J’tiens à la vie comme ceux qui se tailladent les veines sur la largeur
Un bord de route, un drôle de marcheur
Les absents sont des lâcheurs, j’fais de l’autostop en levant le majeur
Me raccroche à c’que j’peux
Il pleut des cordes
Parle-moi ou tu devras fouiller dans ma chambre en désordre

Tous les ans, j’me remémore la levée du corps
Maintenant, quand tu dors, j’vérifie si tu respires encore…
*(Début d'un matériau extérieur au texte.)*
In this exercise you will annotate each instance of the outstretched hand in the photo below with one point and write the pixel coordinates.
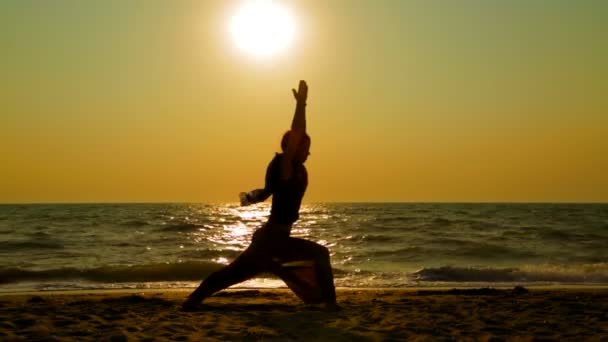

Pour l’instant, qu’est-ce que j’ai fait de ma vie ? j’ai tenu
J’tente de garder les yeux ouverts quand j’éternue
Flippe des coups de fil la nuit ou très tôt le matin
À chaque fois que j’entends « au fait, t’as appris pour machin ? »
L’éthernel m’a prévenu
Souvent j’me dis qu’j’suis qu’un enculé, que j’vivrai peut-être plus longtemps que prévu
Une question perdure : est-ce qu’on souffre plus de c’qu’on a pas connu ou bien de c’qu’on a perdu ?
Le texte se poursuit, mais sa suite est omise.